Una vez acotado ese espacio, la magia del teatro acude y se convierte en un sugerente escenario iluminado con delicadeza. El olivo permanece en su sitio, en el centro, con un carácter tan clásico como ritual; el árbol se yergue como escultura o escenografía (ya lo usaron en idéntico esquema Tadeus Kantor y Peter Brook, convirtiéndose así el hallazgo en una cita audaz), dando a la puesta en escena una cierta densidad que Corchero aprovecha con solvencia durante la obra y especialmente en la escena final.
Corchero es ya una de las figuras más serias y de más sólida trayectoria dentro de la danza moderna española
Andrés Corchero es ya una figura de las más serias y más sólida trayectoria dentro de la danza moderna española. Su implicación original con la danza butoh, su cercanía al meollo que representan Katsuo Oono y Min Tanaka, y su inveterada seriedad, le avalan y le dan esa serena manera de exponer sus materiales donde lo que más importa es justamente la sustancia coréutica, sutil pero presente, el sentido de una no acción que pone en valor el silencio (los silencios) en progresión.

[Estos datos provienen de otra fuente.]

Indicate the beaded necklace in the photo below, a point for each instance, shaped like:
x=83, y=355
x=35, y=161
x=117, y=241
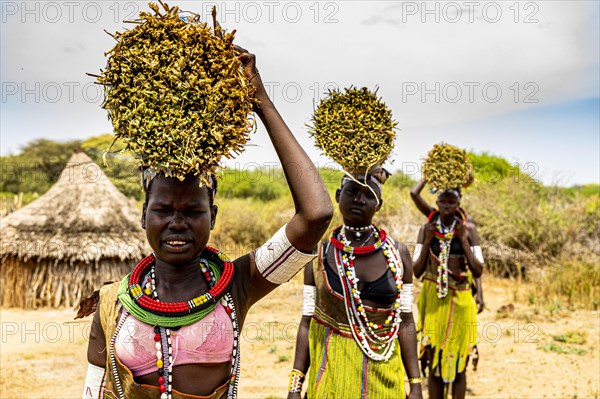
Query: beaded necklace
x=445, y=236
x=358, y=230
x=170, y=316
x=377, y=345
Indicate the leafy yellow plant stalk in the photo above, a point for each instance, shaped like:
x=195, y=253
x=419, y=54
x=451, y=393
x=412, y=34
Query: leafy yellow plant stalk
x=176, y=92
x=354, y=128
x=447, y=167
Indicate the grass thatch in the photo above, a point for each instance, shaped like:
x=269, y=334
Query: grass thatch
x=80, y=233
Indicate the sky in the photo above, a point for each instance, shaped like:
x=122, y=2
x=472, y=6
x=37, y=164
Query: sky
x=518, y=79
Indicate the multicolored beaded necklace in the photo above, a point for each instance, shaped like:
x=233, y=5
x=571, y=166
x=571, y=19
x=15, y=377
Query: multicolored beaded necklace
x=444, y=236
x=147, y=308
x=377, y=345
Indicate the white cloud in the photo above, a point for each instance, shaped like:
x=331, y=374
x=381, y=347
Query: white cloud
x=301, y=46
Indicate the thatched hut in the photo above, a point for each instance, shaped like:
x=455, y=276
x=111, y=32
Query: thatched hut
x=81, y=233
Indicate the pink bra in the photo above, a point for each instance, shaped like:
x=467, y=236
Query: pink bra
x=209, y=340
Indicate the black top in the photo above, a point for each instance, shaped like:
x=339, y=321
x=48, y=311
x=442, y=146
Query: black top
x=455, y=247
x=381, y=290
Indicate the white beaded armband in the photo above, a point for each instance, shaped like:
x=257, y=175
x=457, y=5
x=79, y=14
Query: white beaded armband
x=93, y=382
x=278, y=261
x=406, y=298
x=309, y=297
x=417, y=252
x=477, y=253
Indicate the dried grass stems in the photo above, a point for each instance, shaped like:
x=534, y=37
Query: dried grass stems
x=447, y=167
x=354, y=127
x=79, y=234
x=176, y=92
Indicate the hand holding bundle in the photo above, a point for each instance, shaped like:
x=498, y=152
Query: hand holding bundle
x=176, y=93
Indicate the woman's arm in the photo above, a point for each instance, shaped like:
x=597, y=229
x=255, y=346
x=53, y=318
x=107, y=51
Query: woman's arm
x=302, y=355
x=286, y=253
x=421, y=254
x=96, y=360
x=422, y=205
x=408, y=334
x=313, y=206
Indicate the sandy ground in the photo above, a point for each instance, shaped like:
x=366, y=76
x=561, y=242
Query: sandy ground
x=535, y=350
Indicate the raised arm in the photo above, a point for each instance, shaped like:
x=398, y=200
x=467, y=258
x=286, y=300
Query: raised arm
x=286, y=253
x=408, y=334
x=311, y=200
x=422, y=205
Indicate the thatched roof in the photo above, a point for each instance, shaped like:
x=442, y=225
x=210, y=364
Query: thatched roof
x=83, y=217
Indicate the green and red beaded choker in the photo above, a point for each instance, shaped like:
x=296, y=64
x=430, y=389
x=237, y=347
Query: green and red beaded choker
x=144, y=305
x=197, y=304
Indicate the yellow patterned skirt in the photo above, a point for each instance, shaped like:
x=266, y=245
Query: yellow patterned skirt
x=449, y=327
x=339, y=369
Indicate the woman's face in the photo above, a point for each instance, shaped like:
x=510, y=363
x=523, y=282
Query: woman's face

La otra zona de su estilo la da las colaboraciones con poetas (o la poesía: recordemos su espléndido trabajo sobre Jaime Gil de Biedma) y músicos contemporáneos (Agustí Fernández antes, y ahora, Joan Saura, entre otros); lo que imprime un carácter de autenticidad, de nueva luz a la creación coreográfica propiamente dicha. Se trata del todo creativo recreado, reforzado.
Con una severa economía de medios Corchero introduce su viaje al centro del mundo interior (al olivo), despliega un lirismo tenso e íntimo, conceptual en su sentido estricto, en lo que significa para los deberes de la danza actual; siendo capaz de armar una red de tristezas, azoro e inexcusable mordedura de la serpiente que culmina en muerte. La serpiente es la soledad que se mueve en círculos poco exactos, pero mortales; en cuanto al estilo Corchero articula sus movimientos en secuencias fragmentadas que establecen no tanto un monólogo consigo mismo como un diálogo de referencias que obliga al espectador a preguntarse junto al intérprete las mismas razones internas y poéticas que conducen el nervio del espectáculo.
La música en directo de Joan Saura es irregular y probablemente el elemento menos compacto de la obra. El compositor, que se encarga personalmente de la ejecución de su banda soportada sobre tecnología electroacústica, intenta un collage con asaltos armónicos eventuales, fragmentos recuperados de voz y compases ajenos (se oye, por ejemplo, a Caetano Veloso unos instantes y, antes, algo de una composición de Nino Rota para un filme de Federico Fellini) y un procedimiento de pulsación que quiere restar protagonismo a la escena, imponerse sobre la ya citada no acción de Andrés Corchero, que a la vez, responde con un ritmo en ralentí, ese lentificar que se acopla a la palabra y al misterioso desarrollo de la exposición corporal. También hay un solo de sintetizadores, usado como pausa, demasiado largo, donde el bailarín desaparece de la escena sin justificación, acaso abandona a los espectadores a su suerte dentro de un caos sonoro nada edificante, de mucho desasosiego.